Recent demand commentary offers no consensus on whether business travel cuts are permanent. The now-familiar sentiment that traffic numbers at least aren't getting any worse seems about right, but the summer is now over. Airlines in the coming weeks should start to get a better handle on corporate demand and discussions during the next round of airline earnings conference calls in five or six weeks could be telling.
Some airline leaders and industry analysts seem to be coming to grips with the likelihood that that business travel won't recover as quickly--or perhaps to the same degree--as it had following previous economic recessions. "There will be a longer-lasting impact--people will be more sensitive to appearances--after the downturn we've just been through," Continental Airlines CEO Larry Kellner told me a few weeks ago.
"In every downturn we have seen a lag in the return of the high-yielding premium customer and this go around will be no different.
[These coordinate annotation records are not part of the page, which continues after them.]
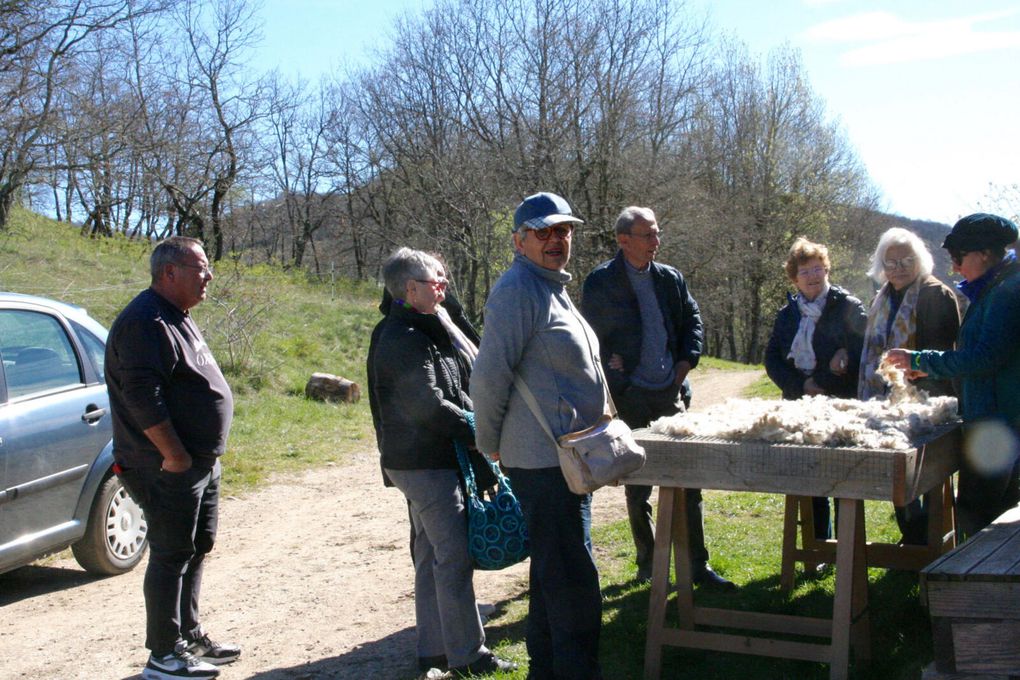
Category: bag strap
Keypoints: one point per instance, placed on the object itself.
(465, 464)
(465, 470)
(585, 326)
(532, 404)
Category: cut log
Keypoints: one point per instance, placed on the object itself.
(328, 387)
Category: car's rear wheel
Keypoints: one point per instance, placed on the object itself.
(115, 537)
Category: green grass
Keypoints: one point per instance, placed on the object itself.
(270, 329)
(745, 533)
(763, 387)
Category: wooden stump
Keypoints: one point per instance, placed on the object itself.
(328, 387)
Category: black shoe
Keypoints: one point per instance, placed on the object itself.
(705, 577)
(426, 663)
(211, 651)
(179, 664)
(483, 665)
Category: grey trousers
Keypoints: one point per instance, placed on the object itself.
(445, 610)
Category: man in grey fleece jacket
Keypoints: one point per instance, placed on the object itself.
(533, 330)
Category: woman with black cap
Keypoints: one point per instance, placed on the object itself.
(986, 362)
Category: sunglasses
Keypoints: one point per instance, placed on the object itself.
(812, 271)
(440, 284)
(902, 263)
(958, 255)
(562, 231)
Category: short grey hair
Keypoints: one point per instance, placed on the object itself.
(404, 265)
(900, 237)
(169, 251)
(632, 214)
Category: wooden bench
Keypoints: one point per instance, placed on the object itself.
(850, 475)
(973, 597)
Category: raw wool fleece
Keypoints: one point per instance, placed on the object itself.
(896, 423)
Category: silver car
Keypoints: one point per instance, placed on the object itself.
(57, 486)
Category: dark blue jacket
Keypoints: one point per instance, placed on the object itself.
(610, 306)
(842, 325)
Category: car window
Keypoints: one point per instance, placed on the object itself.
(94, 348)
(37, 353)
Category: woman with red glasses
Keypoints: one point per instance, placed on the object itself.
(912, 309)
(815, 347)
(986, 362)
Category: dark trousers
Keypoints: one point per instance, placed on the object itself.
(913, 520)
(564, 617)
(985, 491)
(183, 511)
(821, 512)
(638, 408)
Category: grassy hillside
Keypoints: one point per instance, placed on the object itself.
(268, 329)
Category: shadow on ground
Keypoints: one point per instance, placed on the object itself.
(35, 580)
(390, 658)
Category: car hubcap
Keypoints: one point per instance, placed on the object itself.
(125, 526)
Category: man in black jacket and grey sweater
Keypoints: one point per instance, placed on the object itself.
(650, 332)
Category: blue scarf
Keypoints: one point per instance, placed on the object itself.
(974, 289)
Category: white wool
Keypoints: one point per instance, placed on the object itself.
(896, 422)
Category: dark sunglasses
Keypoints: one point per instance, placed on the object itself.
(563, 231)
(958, 255)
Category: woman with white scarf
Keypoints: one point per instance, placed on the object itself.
(912, 310)
(815, 347)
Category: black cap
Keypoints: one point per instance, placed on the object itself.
(980, 231)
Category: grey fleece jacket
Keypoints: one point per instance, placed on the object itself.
(533, 329)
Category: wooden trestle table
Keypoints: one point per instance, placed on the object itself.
(850, 476)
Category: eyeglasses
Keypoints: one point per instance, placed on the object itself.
(813, 271)
(202, 269)
(654, 233)
(562, 231)
(440, 284)
(902, 263)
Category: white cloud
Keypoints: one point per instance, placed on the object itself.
(820, 3)
(889, 39)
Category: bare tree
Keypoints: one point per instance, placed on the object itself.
(39, 42)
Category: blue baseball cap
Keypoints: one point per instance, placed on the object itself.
(980, 231)
(541, 210)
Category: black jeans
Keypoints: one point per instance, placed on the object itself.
(564, 616)
(183, 511)
(638, 408)
(986, 491)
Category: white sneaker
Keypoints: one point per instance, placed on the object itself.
(179, 664)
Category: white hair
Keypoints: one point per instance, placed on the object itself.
(404, 265)
(900, 237)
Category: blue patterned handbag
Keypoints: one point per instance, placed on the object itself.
(497, 533)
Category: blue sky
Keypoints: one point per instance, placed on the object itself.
(928, 91)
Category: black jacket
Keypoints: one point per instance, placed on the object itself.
(842, 325)
(610, 306)
(418, 382)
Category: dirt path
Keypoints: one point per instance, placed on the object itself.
(311, 575)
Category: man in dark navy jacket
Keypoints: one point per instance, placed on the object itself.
(171, 413)
(650, 331)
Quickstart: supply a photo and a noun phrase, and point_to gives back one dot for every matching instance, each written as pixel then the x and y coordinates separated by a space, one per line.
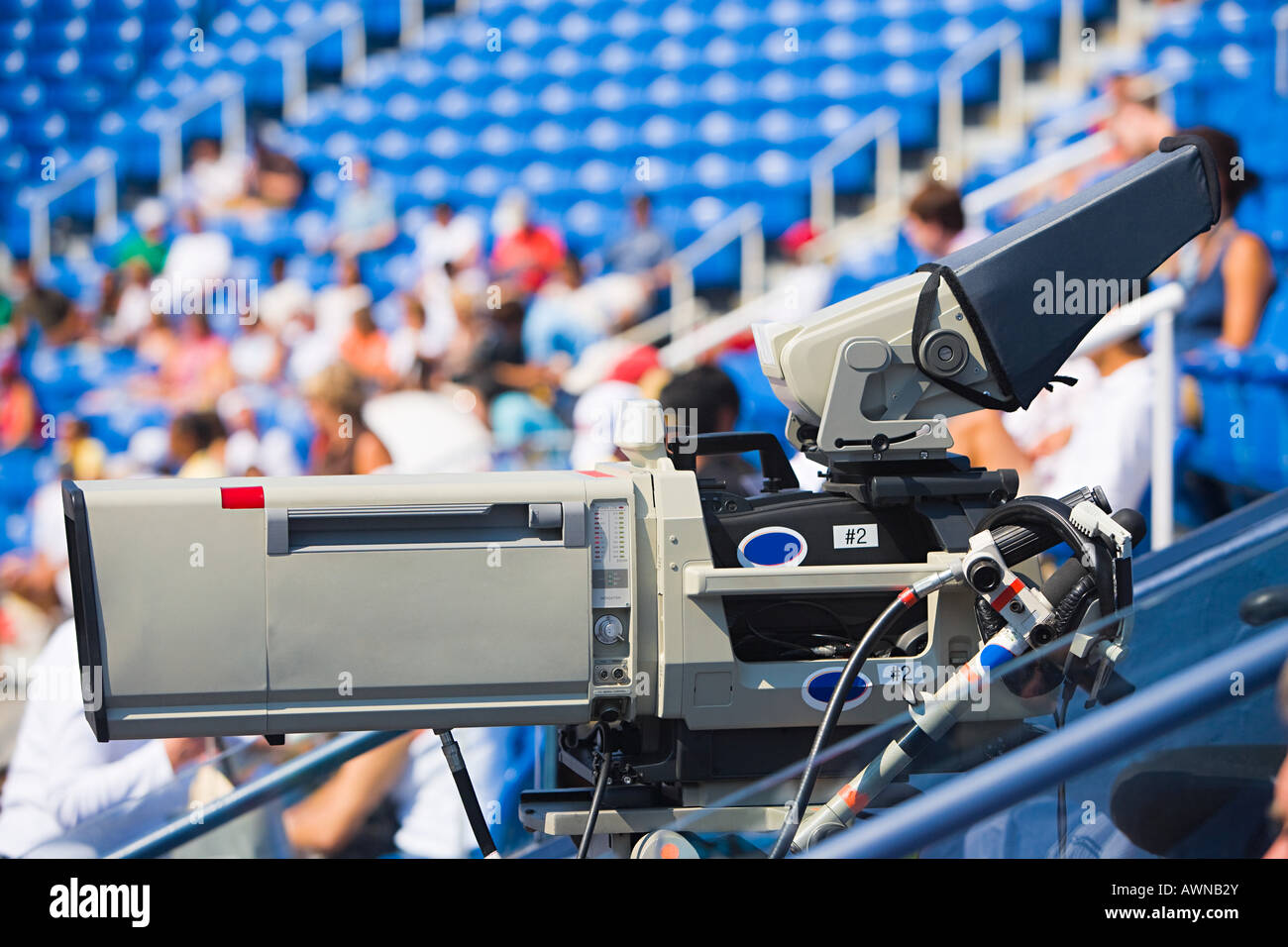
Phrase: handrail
pixel 411 22
pixel 318 762
pixel 1280 24
pixel 982 200
pixel 226 90
pixel 346 20
pixel 743 224
pixel 97 165
pixel 1162 707
pixel 1085 115
pixel 880 127
pixel 1005 40
pixel 688 348
pixel 1070 65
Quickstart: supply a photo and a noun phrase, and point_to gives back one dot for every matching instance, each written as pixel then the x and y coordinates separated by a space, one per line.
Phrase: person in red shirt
pixel 524 253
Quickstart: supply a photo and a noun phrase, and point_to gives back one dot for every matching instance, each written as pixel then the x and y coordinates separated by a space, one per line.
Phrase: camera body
pixel 331 603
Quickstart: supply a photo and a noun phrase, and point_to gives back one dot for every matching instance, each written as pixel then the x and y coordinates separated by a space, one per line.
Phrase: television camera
pixel 686 639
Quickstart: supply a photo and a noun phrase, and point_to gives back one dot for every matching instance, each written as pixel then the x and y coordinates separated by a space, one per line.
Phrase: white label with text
pixel 858 536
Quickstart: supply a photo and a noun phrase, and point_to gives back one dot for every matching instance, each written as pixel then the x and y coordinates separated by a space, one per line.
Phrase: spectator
pixel 704 401
pixel 133 312
pixel 1227 270
pixel 364 214
pixel 20 415
pixel 644 249
pixel 343 444
pixel 277 179
pixel 52 313
pixel 336 304
pixel 215 182
pixel 257 356
pixel 416 347
pixel 524 253
pixel 1096 432
pixel 936 224
pixel 366 350
pixel 197 445
pixel 147 243
pixel 196 257
pixel 451 241
pixel 196 369
pixel 59 774
pixel 284 299
pixel 42 577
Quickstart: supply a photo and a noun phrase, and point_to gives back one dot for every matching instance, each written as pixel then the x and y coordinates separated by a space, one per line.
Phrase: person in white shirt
pixel 935 224
pixel 284 299
pixel 1070 438
pixel 60 775
pixel 450 240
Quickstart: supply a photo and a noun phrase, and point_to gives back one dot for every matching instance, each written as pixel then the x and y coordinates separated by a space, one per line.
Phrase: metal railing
pixel 226 90
pixel 294 56
pixel 99 166
pixel 411 22
pixel 1280 24
pixel 880 127
pixel 745 226
pixel 1003 40
pixel 978 202
pixel 1091 741
pixel 1072 67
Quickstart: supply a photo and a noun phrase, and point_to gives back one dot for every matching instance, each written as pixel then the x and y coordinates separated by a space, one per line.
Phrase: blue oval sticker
pixel 772 545
pixel 818 688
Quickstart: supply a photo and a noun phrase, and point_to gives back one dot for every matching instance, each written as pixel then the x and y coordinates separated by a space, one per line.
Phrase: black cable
pixel 1061 813
pixel 841 639
pixel 597 796
pixel 1046 514
pixel 833 710
pixel 469 797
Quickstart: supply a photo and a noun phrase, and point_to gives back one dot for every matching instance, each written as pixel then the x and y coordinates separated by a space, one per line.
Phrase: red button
pixel 243 497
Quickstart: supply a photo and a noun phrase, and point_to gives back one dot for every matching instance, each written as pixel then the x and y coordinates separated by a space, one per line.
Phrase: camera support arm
pixel 874 377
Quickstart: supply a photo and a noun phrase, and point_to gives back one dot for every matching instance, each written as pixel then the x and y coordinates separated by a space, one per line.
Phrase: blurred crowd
pixel 501 350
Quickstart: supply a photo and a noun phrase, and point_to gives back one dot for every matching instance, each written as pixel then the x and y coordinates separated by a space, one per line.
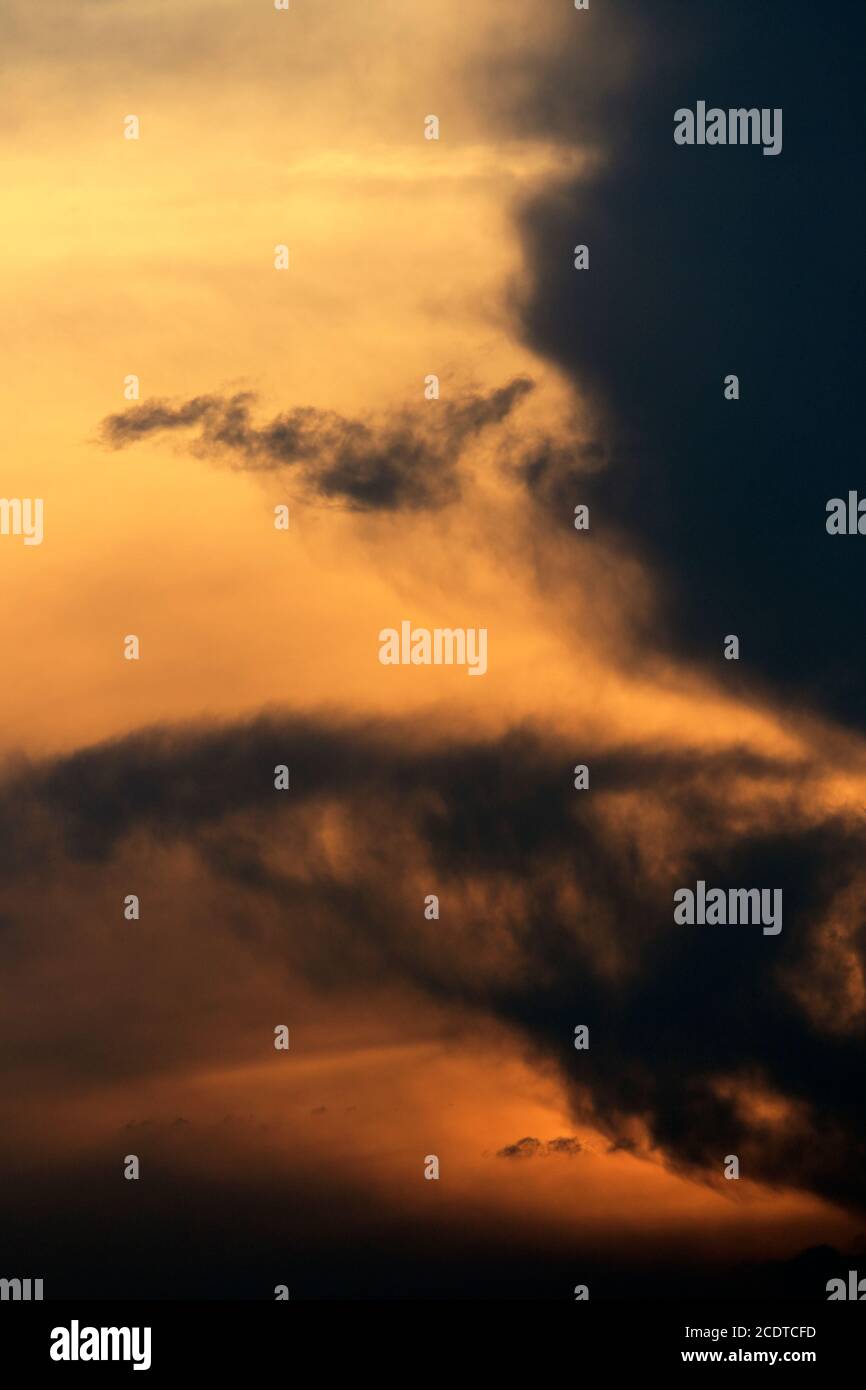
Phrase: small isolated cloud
pixel 403 462
pixel 535 1148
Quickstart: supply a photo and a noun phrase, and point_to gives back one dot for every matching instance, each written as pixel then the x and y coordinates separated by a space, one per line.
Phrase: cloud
pixel 534 1148
pixel 403 463
pixel 704 1040
pixel 706 263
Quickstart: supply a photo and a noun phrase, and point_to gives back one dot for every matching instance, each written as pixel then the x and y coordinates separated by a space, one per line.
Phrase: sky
pixel 306 388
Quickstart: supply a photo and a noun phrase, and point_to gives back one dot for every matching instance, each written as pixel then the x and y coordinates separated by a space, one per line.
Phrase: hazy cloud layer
pixel 704 263
pixel 556 909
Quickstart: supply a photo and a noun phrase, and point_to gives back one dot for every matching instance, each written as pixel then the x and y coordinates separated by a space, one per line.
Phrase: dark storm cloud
pixel 559 912
pixel 528 1147
pixel 708 262
pixel 407 462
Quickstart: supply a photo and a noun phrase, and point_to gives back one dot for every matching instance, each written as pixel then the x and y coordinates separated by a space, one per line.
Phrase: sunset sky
pixel 259 647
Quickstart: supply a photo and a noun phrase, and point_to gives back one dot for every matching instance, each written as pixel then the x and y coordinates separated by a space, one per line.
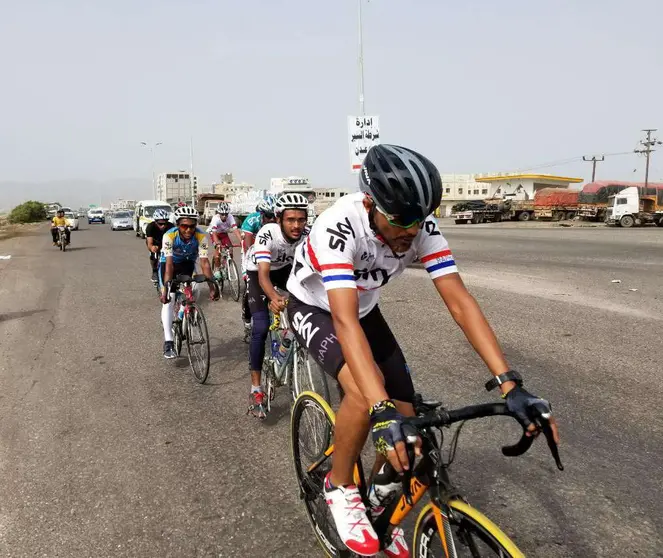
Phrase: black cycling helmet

In fact, it will probably be more depressed than we have seen in the past," American Airlines vice president and general sales manager Kurt Stache added during a conversation that same day.
J.P. Morgan analysts in a Sept. 10 research note wrote that "any argument as to why demand ought to recover (and just how quickly) becomes immediately suspect," partly due to corporations replacing some business travel with remote conferencing technologies. "The cost-driven earnings upside that many companies are experiencing may suggest that these air-alternatives are finally being taken more seriously," according to the note. "Perhaps potentially most alarming from the legacy airline perspective is that business travelers actually like traveling less and are becoming increasingly accustomed to doing just that. With technology and financial services remaining disproportionate consumers of air travel, we’ll see if this phenomenon reverses next year, though recent results for both sectors hardly appear to have been negatively affected by the grounding (or near-grounding) of employees."
Despite what they described as the "still precarious situation in terms of traffic, pricing and fuel input costs," J.P. Morgan analysts said "our industry fundamental thesis is improved and our credit recommendations reflect this less bearish, perhaps dare we say somewhat bullish stance."
Winter is "not expected to witness the level of upheaval that we feared just a few months ago," they wrote. "We simply cannot ignore recent economic data and growing evidence of global economic improvement. As such, we believe the industry is on the verge of turning a financial corner." J.P. Morgan also deemed "unlikely" any bankruptcy filings by a major U.S. carrier before spring.
The note also pointed to "the six broad industry fare increases since late spring and recent slowdown in the pace of promotional activity" as an indicator that airlines no longer are "over-correcting" for demand declines.